Applications of SAGA-based GLM Solver

About 448 wordsAbout 1 min

2025-07-14

I actually came across of the paper "Leveraging Sparse Linear Layers for Debuggable Deep Networks" last year and I have been using the package they developed to a project. But I never had a chance to take a note.
This paper investigates about applying generalized linear model(GLM) via elastic net to see the importance of deep feature representations of data points obtained from some pre-trained model. The authors developed a SAGA-based GLM solver to scale to large datasets. You can check their source code at here.

The authors of this paper construct a sparse decision layer for feature selection from the model's deep feature representations, which can be used for subsequent interpretability analysis and this so-called sparse decision layer could be applied to any layers.

The sparse decision layer primarily achieves this by fitting a GLM based on an elastic net. Specifically, let $(X,y)$ denote normalized deep feature representations of input data points $x$ and its corresponding target $y$ , respectively.

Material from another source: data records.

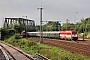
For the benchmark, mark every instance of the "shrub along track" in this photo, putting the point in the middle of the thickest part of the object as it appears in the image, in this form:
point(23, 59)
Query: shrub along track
point(80, 46)
point(17, 54)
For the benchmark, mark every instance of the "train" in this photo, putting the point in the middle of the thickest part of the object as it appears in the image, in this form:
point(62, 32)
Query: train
point(66, 35)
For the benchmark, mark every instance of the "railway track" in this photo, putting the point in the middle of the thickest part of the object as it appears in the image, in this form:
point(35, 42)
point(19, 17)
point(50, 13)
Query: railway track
point(72, 46)
point(17, 54)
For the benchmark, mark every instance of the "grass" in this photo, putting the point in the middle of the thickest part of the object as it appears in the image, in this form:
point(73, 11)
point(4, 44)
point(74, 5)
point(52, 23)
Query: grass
point(53, 53)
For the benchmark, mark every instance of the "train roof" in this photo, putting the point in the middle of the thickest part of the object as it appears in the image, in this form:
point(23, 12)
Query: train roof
point(46, 32)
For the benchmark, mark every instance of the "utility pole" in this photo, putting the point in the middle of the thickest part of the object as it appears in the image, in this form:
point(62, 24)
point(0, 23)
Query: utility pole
point(67, 24)
point(26, 25)
point(41, 33)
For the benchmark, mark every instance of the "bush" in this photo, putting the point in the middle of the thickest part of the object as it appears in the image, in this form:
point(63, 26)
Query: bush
point(7, 32)
point(17, 36)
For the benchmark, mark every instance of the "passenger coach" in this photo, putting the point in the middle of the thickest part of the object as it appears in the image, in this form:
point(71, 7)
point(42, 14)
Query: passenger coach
point(71, 35)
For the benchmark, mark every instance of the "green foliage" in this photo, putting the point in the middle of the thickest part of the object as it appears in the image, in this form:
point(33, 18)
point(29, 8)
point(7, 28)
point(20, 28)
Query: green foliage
point(17, 28)
point(50, 52)
point(17, 36)
point(7, 32)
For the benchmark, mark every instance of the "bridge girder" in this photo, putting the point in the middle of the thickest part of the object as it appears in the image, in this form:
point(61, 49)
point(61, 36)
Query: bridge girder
point(30, 24)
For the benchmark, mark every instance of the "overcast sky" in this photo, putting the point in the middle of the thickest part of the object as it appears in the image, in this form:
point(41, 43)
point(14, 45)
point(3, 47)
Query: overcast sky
point(56, 10)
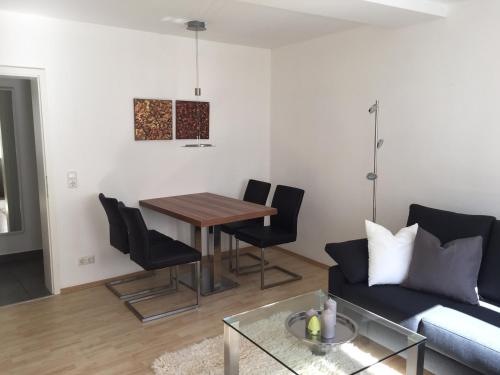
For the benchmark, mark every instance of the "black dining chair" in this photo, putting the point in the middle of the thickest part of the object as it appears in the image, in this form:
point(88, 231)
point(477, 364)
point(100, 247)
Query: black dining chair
point(154, 252)
point(256, 192)
point(118, 238)
point(283, 229)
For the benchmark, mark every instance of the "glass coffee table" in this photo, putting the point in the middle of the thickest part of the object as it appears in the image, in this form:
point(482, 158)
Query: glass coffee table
point(378, 344)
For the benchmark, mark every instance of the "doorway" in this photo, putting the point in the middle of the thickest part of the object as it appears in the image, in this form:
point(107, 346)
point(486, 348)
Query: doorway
point(25, 261)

The goal is to fit a sparse linear model of the form $E(Y|X=x)=x^t\beta+\beta_0$ . The sparsity is achieved via elastic net, which means the optimization is formulated as follows:

\underset{\beta}{\text{min}}\frac{1}{2N}||X^T\beta+\beta_0-y ||^2_2+\lambda R_\alpha(\beta)

where $N$ is the total number of samples, $\beta$ denote as model parameters(weights and bias), $\lambda R_\alpha(\beta)$ is the elastic net penalty for given hyperparameters $\lambda$ and $\alpha$ . $R_\alpha(\beta)$ has the form as follows:

R_\alpha(\beta)=(1-\alpha)\frac{1}{2}||\beta||^2_2+\alpha||\beta||_1.

It's easy to find that the form of network ranges from Ridge Regression and Lasso Regression while the $\alpha$ changes. By computing different regularization paths(different value of $\lambda$ ), we could obtain different weights of the model, thus gaining the best fit model for application(or best ACC). And the weights corresponding to different features would indicate their relative importance(bigger the value, more important the feature).

However the typical solver could not scale to large datasets arise in deep learning, therefore they developed a SAGA-based solver using GPU to scale to large datasets.

The interesting thing is that they found use only Top- $k$ features(The Top- $k$ weights) could achieve quite results. Like the ACC or other indicators only decreased a little. It means most of the features may not be that useful to the model. This could provide us a great chance to discover patterns by investigating only a few features.